Franziskus: „Seid klug wie die Schlangen und arglos wie die Tauben“
Eine ganze Welt, die
auf Herrschaft, auf Erfolg, auf Besitz, auf Korruption gegründet ist, wird durch ein
Kind in eine Krise gestürzt. So deutete Papst Franziskus in seiner Predigt zum Fest
der Erscheinung des Herrn die Unruhe, welche die Mächtigen um König Herodes herum
ergriffen habe. Die Sterndeuter seien durch das Licht bis Jerusalem geführt worden.
„Das
Evangelium berichtet uns, dass die Sterndeuter, als sie nach Jerusalem kamen, den
Anblick des Sterns kurz verloren, sie sahen ihn nicht mehr. Insbesondere im Palast
des Königs Herodes ist sein Licht nicht da: dieser Ort ist dunkel, hier regieren Finsternis,
Misstrauen, Angst, Neid. Herodes zeigt sich in der Tat argwöhnisch und beunruhigt
ob der Geburt eines schwachen Kindes, in dem er einen Rivalen sieht. In Wirklichkeit
ist Jesus nicht gekommen, um ihn, eine erbärmliche Marionette, sondern den Fürsten
dieser Welt zu stürzen! Trotzdem fühlen der König und seine Berater, dass ihre Machtstrukturen
ins Wanken geraten, sie fürchten, dass die Spielregeln auf den Kopf gestellt werden,
dass der Schein aufgedeckt wird.“
Auf dem Weg zum Herrn dürfe man sich
nicht vom Schein der Macht, von den „Sirenengesängen der Weltlichkeit“ beeindrucken
lassen. Wie die Weisen müssten Christen heute den Glauben vor den Dunkelheiten bewahren.
„Aber
dieses Dunkel verkleidet sich manchmal als Licht. Manchmal kleidet sich der Dämon,
wie Paulus sagt, als Engel des Lichts. Und hier braucht es diese heilige „Schläue“,
um den Glauben zu bewahren, ihn vor den Sirenengesängen zu bewahren, die dir sagen:
„Schau, heute müssen wir dieses machen und jenes …“.“
Diese „heilige Schläue“
könnten die Weisen uns heute lehren, so der Papst.

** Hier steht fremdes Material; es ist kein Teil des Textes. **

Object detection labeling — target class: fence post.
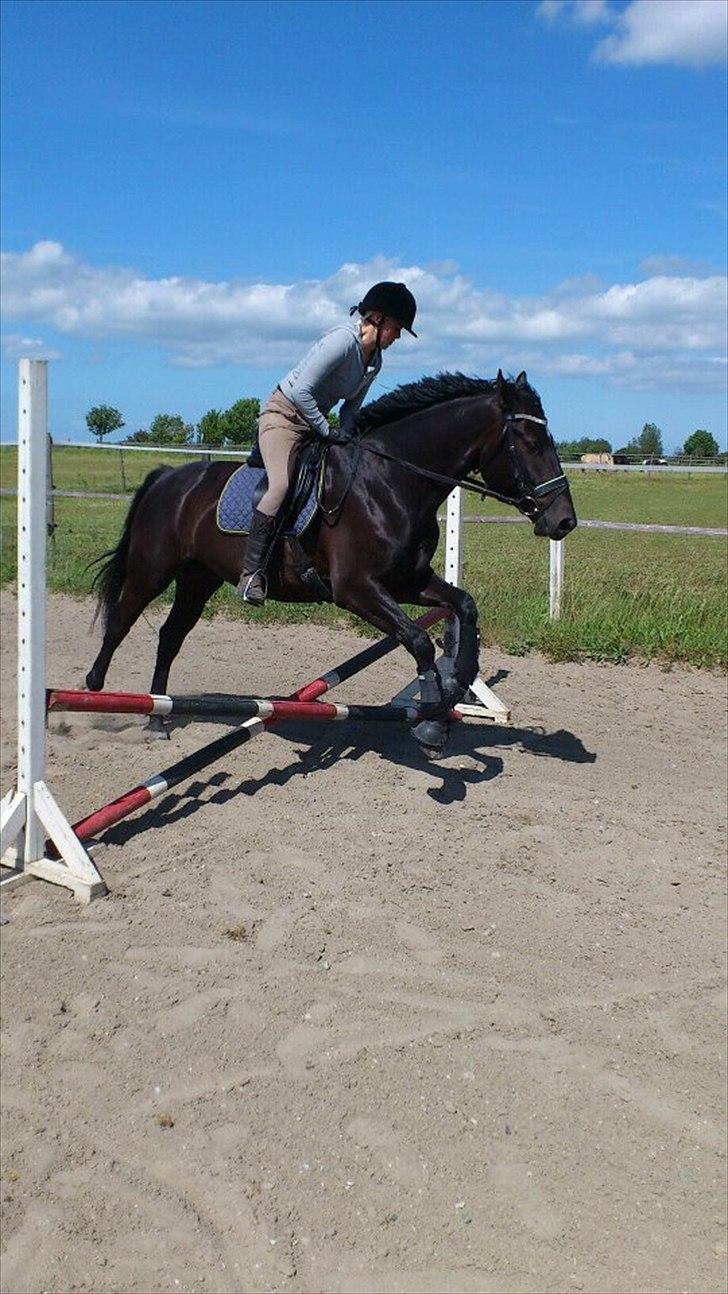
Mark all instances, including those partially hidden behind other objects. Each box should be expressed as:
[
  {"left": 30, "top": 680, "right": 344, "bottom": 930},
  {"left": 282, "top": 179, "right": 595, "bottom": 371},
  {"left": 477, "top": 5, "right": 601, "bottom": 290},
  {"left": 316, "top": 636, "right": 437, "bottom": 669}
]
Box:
[
  {"left": 549, "top": 539, "right": 564, "bottom": 620},
  {"left": 445, "top": 488, "right": 463, "bottom": 585},
  {"left": 17, "top": 362, "right": 50, "bottom": 862},
  {"left": 440, "top": 487, "right": 510, "bottom": 722}
]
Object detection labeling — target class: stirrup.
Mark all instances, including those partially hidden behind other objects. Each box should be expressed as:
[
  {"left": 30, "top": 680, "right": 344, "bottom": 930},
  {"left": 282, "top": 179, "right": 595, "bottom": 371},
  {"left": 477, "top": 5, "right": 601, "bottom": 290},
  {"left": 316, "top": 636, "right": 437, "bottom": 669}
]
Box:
[{"left": 238, "top": 571, "right": 267, "bottom": 606}]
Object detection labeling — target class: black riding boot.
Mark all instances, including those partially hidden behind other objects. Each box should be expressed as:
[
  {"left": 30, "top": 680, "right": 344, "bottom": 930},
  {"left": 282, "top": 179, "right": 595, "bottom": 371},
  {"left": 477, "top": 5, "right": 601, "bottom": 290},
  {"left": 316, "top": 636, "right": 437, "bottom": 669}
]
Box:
[{"left": 236, "top": 508, "right": 278, "bottom": 606}]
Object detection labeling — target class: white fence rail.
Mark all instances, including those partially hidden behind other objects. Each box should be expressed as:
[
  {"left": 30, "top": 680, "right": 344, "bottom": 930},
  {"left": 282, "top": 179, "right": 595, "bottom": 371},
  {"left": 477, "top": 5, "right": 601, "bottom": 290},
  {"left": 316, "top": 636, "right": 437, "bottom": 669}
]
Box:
[
  {"left": 565, "top": 461, "right": 726, "bottom": 475},
  {"left": 2, "top": 436, "right": 725, "bottom": 473},
  {"left": 47, "top": 440, "right": 248, "bottom": 456}
]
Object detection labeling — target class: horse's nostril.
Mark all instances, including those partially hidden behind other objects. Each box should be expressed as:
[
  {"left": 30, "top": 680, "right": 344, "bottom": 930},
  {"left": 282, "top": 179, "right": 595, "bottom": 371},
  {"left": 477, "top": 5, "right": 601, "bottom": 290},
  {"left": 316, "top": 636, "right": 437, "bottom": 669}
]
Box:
[{"left": 557, "top": 517, "right": 577, "bottom": 538}]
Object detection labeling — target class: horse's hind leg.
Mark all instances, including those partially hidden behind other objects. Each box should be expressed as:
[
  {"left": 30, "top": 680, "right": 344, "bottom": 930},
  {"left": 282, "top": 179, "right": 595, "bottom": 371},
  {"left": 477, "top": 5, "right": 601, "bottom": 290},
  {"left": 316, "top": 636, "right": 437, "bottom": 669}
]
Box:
[
  {"left": 86, "top": 565, "right": 177, "bottom": 691},
  {"left": 146, "top": 562, "right": 223, "bottom": 736}
]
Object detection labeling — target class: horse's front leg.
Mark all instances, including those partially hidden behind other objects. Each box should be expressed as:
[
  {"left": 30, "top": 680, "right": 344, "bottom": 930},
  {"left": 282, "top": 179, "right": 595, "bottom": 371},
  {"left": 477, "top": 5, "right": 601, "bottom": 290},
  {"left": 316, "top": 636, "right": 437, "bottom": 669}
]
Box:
[
  {"left": 333, "top": 577, "right": 451, "bottom": 756},
  {"left": 413, "top": 571, "right": 480, "bottom": 706}
]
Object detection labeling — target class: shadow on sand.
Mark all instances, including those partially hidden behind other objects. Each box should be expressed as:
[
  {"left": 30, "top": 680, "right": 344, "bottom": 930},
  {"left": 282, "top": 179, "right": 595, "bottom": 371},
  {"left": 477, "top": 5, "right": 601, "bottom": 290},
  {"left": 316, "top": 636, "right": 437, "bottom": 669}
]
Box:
[{"left": 99, "top": 710, "right": 596, "bottom": 850}]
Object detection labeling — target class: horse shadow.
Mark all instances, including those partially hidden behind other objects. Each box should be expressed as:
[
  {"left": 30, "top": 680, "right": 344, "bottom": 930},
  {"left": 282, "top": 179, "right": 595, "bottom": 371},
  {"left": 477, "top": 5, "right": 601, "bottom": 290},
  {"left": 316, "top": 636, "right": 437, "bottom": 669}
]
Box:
[{"left": 100, "top": 708, "right": 596, "bottom": 848}]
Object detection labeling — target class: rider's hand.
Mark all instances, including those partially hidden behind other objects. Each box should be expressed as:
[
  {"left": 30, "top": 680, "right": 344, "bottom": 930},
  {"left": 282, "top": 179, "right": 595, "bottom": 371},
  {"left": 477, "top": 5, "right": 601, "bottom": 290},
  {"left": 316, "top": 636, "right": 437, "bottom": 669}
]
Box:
[
  {"left": 327, "top": 427, "right": 356, "bottom": 447},
  {"left": 325, "top": 427, "right": 354, "bottom": 445}
]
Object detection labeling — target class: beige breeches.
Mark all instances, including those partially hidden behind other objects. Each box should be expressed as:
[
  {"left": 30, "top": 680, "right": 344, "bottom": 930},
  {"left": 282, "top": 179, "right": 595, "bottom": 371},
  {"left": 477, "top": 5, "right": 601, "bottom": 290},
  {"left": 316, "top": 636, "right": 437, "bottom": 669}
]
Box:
[{"left": 256, "top": 388, "right": 309, "bottom": 516}]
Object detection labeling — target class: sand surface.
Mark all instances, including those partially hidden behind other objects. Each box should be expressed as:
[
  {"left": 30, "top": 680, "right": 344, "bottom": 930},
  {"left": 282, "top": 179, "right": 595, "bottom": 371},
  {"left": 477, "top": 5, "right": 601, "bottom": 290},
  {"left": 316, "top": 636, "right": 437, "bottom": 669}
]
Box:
[{"left": 1, "top": 592, "right": 726, "bottom": 1294}]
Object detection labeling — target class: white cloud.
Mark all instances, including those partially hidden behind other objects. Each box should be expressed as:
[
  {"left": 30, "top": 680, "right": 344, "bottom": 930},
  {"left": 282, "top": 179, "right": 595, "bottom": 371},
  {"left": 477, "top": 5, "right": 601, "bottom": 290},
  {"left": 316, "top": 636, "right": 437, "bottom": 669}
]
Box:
[
  {"left": 1, "top": 242, "right": 726, "bottom": 391},
  {"left": 2, "top": 331, "right": 61, "bottom": 361},
  {"left": 532, "top": 347, "right": 727, "bottom": 388},
  {"left": 538, "top": 0, "right": 613, "bottom": 24},
  {"left": 573, "top": 0, "right": 614, "bottom": 23},
  {"left": 539, "top": 0, "right": 728, "bottom": 67},
  {"left": 595, "top": 0, "right": 728, "bottom": 67}
]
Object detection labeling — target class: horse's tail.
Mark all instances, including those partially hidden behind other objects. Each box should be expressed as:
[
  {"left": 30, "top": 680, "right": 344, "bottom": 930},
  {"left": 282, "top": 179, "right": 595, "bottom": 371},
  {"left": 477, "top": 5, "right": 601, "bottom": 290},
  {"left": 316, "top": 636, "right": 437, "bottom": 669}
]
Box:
[{"left": 87, "top": 466, "right": 171, "bottom": 628}]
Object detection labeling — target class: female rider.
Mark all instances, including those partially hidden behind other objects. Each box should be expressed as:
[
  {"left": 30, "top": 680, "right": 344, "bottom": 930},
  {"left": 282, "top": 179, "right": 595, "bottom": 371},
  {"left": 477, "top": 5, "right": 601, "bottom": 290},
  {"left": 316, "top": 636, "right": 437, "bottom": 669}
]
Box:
[{"left": 237, "top": 280, "right": 417, "bottom": 605}]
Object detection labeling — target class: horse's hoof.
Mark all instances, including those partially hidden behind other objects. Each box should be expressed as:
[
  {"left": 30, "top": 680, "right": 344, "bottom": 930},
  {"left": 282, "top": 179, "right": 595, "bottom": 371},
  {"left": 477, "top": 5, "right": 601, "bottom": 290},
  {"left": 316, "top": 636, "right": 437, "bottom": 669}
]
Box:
[
  {"left": 411, "top": 717, "right": 449, "bottom": 758},
  {"left": 85, "top": 672, "right": 102, "bottom": 692}
]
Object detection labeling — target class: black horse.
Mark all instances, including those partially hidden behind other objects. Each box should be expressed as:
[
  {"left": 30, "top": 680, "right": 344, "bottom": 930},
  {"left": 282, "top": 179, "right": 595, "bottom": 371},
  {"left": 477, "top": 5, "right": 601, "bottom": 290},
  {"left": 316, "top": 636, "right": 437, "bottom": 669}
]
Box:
[{"left": 87, "top": 370, "right": 576, "bottom": 753}]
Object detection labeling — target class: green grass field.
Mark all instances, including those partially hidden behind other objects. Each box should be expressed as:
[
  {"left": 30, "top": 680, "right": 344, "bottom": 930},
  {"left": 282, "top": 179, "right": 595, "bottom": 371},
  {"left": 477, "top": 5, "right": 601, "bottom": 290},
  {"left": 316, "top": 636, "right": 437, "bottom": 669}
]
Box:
[
  {"left": 0, "top": 449, "right": 725, "bottom": 669},
  {"left": 0, "top": 443, "right": 246, "bottom": 496},
  {"left": 1, "top": 444, "right": 726, "bottom": 526},
  {"left": 464, "top": 467, "right": 728, "bottom": 528}
]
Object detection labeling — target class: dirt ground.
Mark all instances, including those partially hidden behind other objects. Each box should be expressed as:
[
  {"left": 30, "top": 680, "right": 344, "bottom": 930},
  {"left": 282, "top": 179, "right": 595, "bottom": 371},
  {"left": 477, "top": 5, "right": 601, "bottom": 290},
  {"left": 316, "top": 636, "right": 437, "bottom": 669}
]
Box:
[{"left": 1, "top": 592, "right": 726, "bottom": 1294}]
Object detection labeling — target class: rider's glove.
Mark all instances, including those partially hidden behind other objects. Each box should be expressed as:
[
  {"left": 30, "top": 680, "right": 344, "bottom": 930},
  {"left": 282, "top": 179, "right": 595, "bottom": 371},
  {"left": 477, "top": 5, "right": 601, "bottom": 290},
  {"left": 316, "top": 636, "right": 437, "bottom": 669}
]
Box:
[{"left": 323, "top": 426, "right": 354, "bottom": 446}]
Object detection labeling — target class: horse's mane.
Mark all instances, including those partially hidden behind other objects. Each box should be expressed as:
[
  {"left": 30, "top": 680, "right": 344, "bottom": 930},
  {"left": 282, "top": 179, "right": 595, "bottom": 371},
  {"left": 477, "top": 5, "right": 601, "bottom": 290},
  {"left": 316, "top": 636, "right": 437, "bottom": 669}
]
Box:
[{"left": 356, "top": 371, "right": 537, "bottom": 434}]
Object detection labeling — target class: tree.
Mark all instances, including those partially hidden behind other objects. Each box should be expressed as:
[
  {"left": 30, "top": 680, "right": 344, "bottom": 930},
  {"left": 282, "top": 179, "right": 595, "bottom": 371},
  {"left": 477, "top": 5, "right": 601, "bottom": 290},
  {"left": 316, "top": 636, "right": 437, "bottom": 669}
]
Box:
[
  {"left": 682, "top": 429, "right": 719, "bottom": 459},
  {"left": 198, "top": 409, "right": 226, "bottom": 446},
  {"left": 86, "top": 405, "right": 124, "bottom": 443},
  {"left": 123, "top": 428, "right": 154, "bottom": 445},
  {"left": 555, "top": 436, "right": 612, "bottom": 460},
  {"left": 626, "top": 422, "right": 664, "bottom": 459},
  {"left": 147, "top": 413, "right": 195, "bottom": 445},
  {"left": 222, "top": 398, "right": 260, "bottom": 447},
  {"left": 123, "top": 413, "right": 194, "bottom": 446}
]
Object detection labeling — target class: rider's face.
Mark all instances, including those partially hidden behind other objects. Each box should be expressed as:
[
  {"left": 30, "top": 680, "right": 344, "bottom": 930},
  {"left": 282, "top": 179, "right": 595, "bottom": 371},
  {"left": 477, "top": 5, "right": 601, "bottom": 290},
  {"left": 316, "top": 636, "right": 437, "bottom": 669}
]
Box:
[
  {"left": 378, "top": 317, "right": 403, "bottom": 348},
  {"left": 360, "top": 313, "right": 403, "bottom": 352}
]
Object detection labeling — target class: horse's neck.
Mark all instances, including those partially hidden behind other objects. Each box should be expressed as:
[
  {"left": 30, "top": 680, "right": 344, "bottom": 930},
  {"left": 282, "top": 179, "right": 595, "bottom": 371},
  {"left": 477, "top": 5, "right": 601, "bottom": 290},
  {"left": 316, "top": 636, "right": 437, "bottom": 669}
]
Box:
[{"left": 377, "top": 395, "right": 500, "bottom": 479}]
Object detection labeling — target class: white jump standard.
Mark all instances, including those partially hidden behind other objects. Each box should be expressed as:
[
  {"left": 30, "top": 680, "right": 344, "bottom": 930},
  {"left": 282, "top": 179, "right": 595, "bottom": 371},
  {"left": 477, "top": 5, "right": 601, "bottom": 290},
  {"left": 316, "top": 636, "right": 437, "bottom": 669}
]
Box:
[{"left": 0, "top": 361, "right": 106, "bottom": 901}]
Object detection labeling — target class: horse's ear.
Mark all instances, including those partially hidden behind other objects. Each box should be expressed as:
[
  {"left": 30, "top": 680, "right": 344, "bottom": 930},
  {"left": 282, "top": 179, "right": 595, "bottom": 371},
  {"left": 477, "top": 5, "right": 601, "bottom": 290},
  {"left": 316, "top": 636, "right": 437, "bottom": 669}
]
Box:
[
  {"left": 496, "top": 369, "right": 507, "bottom": 395},
  {"left": 515, "top": 370, "right": 528, "bottom": 388}
]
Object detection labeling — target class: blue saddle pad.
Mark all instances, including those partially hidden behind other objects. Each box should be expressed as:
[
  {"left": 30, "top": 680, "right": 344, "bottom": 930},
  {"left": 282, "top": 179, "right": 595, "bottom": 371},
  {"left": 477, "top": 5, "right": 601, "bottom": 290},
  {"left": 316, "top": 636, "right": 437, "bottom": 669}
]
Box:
[{"left": 216, "top": 464, "right": 319, "bottom": 537}]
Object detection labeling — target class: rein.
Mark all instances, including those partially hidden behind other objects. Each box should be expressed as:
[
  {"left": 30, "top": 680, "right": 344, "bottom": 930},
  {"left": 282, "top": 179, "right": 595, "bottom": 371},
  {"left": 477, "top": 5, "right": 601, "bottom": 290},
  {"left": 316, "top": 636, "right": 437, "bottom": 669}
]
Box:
[
  {"left": 358, "top": 412, "right": 569, "bottom": 520},
  {"left": 319, "top": 437, "right": 364, "bottom": 520}
]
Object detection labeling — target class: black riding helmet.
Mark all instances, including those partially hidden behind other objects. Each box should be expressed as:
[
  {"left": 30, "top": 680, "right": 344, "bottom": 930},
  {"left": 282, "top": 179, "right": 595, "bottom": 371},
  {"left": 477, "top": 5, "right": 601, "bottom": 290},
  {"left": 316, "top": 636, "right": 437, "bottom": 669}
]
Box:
[{"left": 350, "top": 281, "right": 418, "bottom": 336}]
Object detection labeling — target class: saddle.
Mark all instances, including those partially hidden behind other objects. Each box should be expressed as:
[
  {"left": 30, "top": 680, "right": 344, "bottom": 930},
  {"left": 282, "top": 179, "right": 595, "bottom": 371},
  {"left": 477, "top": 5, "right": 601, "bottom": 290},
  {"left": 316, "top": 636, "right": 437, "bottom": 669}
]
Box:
[{"left": 216, "top": 441, "right": 332, "bottom": 600}]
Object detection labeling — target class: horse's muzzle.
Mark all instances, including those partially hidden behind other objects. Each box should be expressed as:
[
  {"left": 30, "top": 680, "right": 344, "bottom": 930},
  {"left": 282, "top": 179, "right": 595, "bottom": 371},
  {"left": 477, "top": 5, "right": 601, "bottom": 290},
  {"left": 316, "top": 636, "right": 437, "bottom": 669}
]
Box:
[
  {"left": 543, "top": 514, "right": 577, "bottom": 540},
  {"left": 532, "top": 492, "right": 577, "bottom": 540}
]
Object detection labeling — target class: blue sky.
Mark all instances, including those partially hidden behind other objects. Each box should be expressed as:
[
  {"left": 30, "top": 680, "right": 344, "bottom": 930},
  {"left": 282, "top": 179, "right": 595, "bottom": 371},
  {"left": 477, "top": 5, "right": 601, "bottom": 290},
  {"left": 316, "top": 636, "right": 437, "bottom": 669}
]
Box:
[{"left": 2, "top": 0, "right": 726, "bottom": 450}]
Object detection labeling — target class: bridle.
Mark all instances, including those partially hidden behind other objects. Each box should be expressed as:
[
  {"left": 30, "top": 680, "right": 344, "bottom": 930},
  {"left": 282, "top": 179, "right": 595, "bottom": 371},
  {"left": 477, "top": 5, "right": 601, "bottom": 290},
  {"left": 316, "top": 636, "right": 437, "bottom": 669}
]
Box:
[
  {"left": 480, "top": 412, "right": 569, "bottom": 519},
  {"left": 355, "top": 410, "right": 569, "bottom": 520}
]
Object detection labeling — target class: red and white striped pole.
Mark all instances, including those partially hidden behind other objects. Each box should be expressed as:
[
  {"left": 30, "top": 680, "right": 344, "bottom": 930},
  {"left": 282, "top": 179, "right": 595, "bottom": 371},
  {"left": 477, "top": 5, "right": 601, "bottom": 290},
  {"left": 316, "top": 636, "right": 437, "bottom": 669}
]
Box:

Wie sie seien wir auf dem Weg zum
Herrn, geleitet von Gott selber.
„Ein Aspekt des Lichtes, das uns auf dem
Weg des Glaubens leitet, ist auch die heilige „Schläue“. Das ist auch eine Tugend,
nicht wahr? Die „heilige Schläue“. Es handelt sich um jene geistliche Gerissenheit,
die uns Gefahren erkennen und vermeiden lässt. Die Sterndeuter wussten dieses Licht
der „Schläue“ zu nutzen, als sie auf ihrem Rückweg entschieden, nicht über den dunklen
Palast des Herodes zu gehen, sondern auf einem anderen Weg heimzukehren. Diese Weisen
aus dem Osten lehren uns, wie wir nicht in den Hinterhalt der Finsternis fallen und
wie wir uns gegen die Dunkelheit verteidigen können, die unser Leben zu umfangen sucht.“
Christen
müssten das Licht Gottes im Herzen aufnehmen und sich zugleich in jener geistlichen
Schläue üben, die Einfachheit und Schlauheit zu verbinden wisse. Franziskus zitierte
das Matthäusevangelium: „Seid klug wie die Schlangen und arglos wie die Tauben“ (Mt
10,16).
„Die Sterndeuter waren in der Lage, jenen gefährlichen Augenblick
der Dunkelheit bei Herodes zu überwinden, weil sie der Schrift glaubten, dem Wort
der Propheten, das Bethlehem als den Geburtsort des Messias benannte. So entflohen
sie der Abgestumpftheit der Nacht der Welt, nahmen den Weg nach Bethlehem wieder auf,
und dort sahen sie erneut den Stern und sie wurden wie das Evangelium sagt „von sehr
großer Freude“ (Mt 2,10) erfüllt.“
Im Weg der Sterndeuter aus dem Osten
sei die Bestimmung eines jeden Menschen angedeutet, so der Papst: Das Leben sei ein
Pilgerweg, ein Unterwegssein zur Begegnung mit dem Herrn. „Am Fest der Erscheinung
des Herrn, an dem wir gedenken, dass Jesus uns Menschen im Antlitz eines Kindes geoffenbart
wurde, erfahren wir die Sterndeuter an unserer Seite wie weise Weggefährten. Ihr Beispiel
helfe uns, den Blick zum Stern zu erheben und den großen Sehnsüchten unseres Herzens
zu folgen. Sie lehren uns, uns nicht mit einem mittelmäßigen Leben, mit dem Kleinen
zufrieden zu geben, sondern uns immer faszinieren zu lassen vom Guten, Wahren und
Schönen …, von Gott, der all das in immer größerer Weise ist! (...) Nach dem Beispiel
der Sterndeuter wollen wir mit unseren kleinen Lichtern das Licht suchen, wir wollen
den Glauben bewahren. So sei es.“ (rv 06.01.2014 ord)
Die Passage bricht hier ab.